祝福杯のひびは内側から

建国祝賀の夜会で、聖女リディアが祝福杯を掲げた瞬間、透明な杯が破裂した。

 硝子片が白い頬をかすめ、会場に悲鳴が走る。台座には、杯を献上したグラスド家の印が刻まれていた。

「フロレンシア様が、呪いのひびを仕込んだのです」

 リディアが血の滲む頬を押さえると、王子バスティアンは即座に婚約者へ背を向けた。

「王家の儀式を利用して聖女を殺そうとした。君との婚約を破棄する」

 フロレンシアは工房で何百回も指を切ってきた。王家の杯は父と三年かけて完成させ、光の角度まで一枚ずつ磨いたものだ。頬の小傷より、その職人の名を殺人の道具にされたことのほうが痛かった。

「主片を拾わないでください。工房主に見せます」

 赤銅色の髪を結んだエレノラが進み出て、床に落ちた最大の破片を一枚だけ布で包んだ。

 王室用の硝子には《火入れ印》があり、最後に熱を加えた者の魔力紋を、ひびの奥へ保存する。
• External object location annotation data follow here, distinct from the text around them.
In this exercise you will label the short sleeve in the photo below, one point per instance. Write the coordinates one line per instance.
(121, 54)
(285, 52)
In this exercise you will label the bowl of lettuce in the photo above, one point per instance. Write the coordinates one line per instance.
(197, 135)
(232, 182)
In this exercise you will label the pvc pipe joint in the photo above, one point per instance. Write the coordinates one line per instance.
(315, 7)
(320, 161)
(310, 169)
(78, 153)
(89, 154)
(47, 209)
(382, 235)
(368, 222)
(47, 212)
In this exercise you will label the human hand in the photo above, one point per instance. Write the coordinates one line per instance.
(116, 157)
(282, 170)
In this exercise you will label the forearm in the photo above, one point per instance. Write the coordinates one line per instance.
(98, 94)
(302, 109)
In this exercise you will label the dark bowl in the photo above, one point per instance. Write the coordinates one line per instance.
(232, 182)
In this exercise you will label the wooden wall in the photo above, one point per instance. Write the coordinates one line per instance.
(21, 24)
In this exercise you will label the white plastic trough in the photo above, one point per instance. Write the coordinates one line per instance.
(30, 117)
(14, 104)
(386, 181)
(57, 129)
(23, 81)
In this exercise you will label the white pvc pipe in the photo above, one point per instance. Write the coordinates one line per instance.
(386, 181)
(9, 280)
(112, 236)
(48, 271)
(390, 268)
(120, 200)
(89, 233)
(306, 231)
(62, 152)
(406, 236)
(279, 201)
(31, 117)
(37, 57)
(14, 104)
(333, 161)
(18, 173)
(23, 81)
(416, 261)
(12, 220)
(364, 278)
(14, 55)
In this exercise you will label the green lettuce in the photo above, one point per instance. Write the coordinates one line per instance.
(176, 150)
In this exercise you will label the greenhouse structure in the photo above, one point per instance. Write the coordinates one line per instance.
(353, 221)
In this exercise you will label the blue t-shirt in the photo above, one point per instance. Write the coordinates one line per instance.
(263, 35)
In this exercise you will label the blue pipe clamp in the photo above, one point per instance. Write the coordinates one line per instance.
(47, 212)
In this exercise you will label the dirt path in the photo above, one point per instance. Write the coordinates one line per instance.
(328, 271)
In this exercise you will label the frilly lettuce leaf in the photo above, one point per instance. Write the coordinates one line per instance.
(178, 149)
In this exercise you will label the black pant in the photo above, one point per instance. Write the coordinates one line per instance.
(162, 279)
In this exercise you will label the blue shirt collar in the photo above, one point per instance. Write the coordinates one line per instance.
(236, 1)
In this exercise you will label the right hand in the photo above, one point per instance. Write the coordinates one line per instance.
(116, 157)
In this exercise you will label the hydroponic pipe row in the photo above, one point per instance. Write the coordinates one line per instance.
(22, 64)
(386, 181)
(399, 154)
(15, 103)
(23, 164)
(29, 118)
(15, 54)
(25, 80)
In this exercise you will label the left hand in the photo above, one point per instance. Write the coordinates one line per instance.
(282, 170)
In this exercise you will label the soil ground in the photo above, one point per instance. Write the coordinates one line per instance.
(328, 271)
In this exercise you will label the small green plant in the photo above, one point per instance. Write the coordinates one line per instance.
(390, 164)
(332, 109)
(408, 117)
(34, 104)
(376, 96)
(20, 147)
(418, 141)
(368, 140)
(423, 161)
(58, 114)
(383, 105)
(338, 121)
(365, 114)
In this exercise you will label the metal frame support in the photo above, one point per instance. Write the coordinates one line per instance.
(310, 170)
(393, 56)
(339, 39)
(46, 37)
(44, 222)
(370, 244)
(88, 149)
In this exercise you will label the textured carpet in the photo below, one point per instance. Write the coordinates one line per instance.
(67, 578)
エレノラが破片を燭台へかざすと、内側の傷が金色に浮かんだ。

 杯へ熱針を当てた指。聖女の指輪。そして、リディア自身の魔力紋。

「外から呪われたひびではありません。飲む直前、内側から育てたひびです」

 エレノラは破片を伏せた。工房の技術は、一枚の硝子で十分に語った。

 リディアは頬の血を拭うことも忘れ、バスティアンは苦い笑みを浮かべた。床の破片は、燭台の光を受けて冷たく彼らを映していた。
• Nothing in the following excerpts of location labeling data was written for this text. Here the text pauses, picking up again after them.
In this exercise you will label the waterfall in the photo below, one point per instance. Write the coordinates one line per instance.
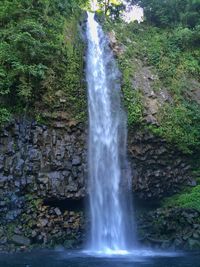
(109, 177)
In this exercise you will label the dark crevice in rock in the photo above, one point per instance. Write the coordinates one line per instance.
(66, 204)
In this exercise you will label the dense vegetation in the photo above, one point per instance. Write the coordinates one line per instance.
(173, 50)
(168, 40)
(40, 54)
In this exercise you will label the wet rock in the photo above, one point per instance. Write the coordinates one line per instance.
(57, 211)
(21, 240)
(76, 161)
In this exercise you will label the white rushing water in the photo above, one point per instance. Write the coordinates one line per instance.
(109, 177)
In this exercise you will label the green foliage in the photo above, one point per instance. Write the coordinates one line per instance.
(132, 97)
(34, 52)
(5, 115)
(189, 198)
(171, 13)
(180, 125)
(175, 55)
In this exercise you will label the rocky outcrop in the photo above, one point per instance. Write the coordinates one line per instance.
(158, 169)
(47, 161)
(43, 175)
(39, 167)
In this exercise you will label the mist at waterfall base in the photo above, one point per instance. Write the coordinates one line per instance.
(109, 175)
(49, 258)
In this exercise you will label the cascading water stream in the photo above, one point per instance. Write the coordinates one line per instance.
(109, 177)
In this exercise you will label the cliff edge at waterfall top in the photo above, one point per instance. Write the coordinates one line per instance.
(99, 133)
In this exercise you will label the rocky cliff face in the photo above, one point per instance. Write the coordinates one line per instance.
(43, 179)
(42, 183)
(158, 169)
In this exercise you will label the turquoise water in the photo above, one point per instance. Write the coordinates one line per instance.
(47, 258)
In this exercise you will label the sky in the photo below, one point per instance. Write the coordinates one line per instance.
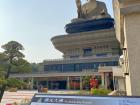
(34, 22)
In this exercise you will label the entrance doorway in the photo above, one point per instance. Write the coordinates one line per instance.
(57, 85)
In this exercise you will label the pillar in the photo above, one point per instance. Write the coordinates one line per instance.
(68, 83)
(103, 79)
(81, 84)
(32, 83)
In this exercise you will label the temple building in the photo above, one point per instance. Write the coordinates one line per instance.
(90, 43)
(127, 19)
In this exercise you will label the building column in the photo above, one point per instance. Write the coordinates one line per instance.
(103, 79)
(68, 83)
(32, 83)
(81, 83)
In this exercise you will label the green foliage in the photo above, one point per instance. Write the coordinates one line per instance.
(100, 92)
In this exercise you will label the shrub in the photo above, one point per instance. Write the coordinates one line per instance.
(100, 92)
(12, 90)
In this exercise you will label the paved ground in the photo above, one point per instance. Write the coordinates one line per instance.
(10, 97)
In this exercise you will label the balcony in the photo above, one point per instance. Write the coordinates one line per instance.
(54, 74)
(82, 59)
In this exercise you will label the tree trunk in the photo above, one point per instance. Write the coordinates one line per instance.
(4, 85)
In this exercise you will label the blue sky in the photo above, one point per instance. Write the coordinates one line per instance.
(34, 22)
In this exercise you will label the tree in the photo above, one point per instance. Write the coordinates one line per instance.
(12, 61)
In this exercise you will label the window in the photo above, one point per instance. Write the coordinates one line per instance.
(88, 52)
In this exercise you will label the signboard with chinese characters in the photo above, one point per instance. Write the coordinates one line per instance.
(44, 99)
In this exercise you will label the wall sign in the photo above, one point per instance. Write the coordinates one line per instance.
(44, 99)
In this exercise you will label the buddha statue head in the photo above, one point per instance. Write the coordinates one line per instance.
(92, 9)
「儀式の重圧で、聖女が混乱したのだ。フロレンシア、婚約破棄は撤回する。王家の杯を作る名誉も、そのまま君に与えよう」

「名誉は、疑われなかった職人へ与えるものです」

 フロレンシアは腰の工房鍵を外し、王子から贈られた宝石だけを床へ置いた。

「私の技術を信じず、家印だけで罪を決めた方の杯は、もう作れません」

 エレノラは煤けた掌を差し出す。

「海都に、光を曲げる新工房を建てる。共同親方の席なら、血統ではなく腕で座れるよ」

 フロレンシアは元婚約者に背を向け、その傷だらけの手を取った。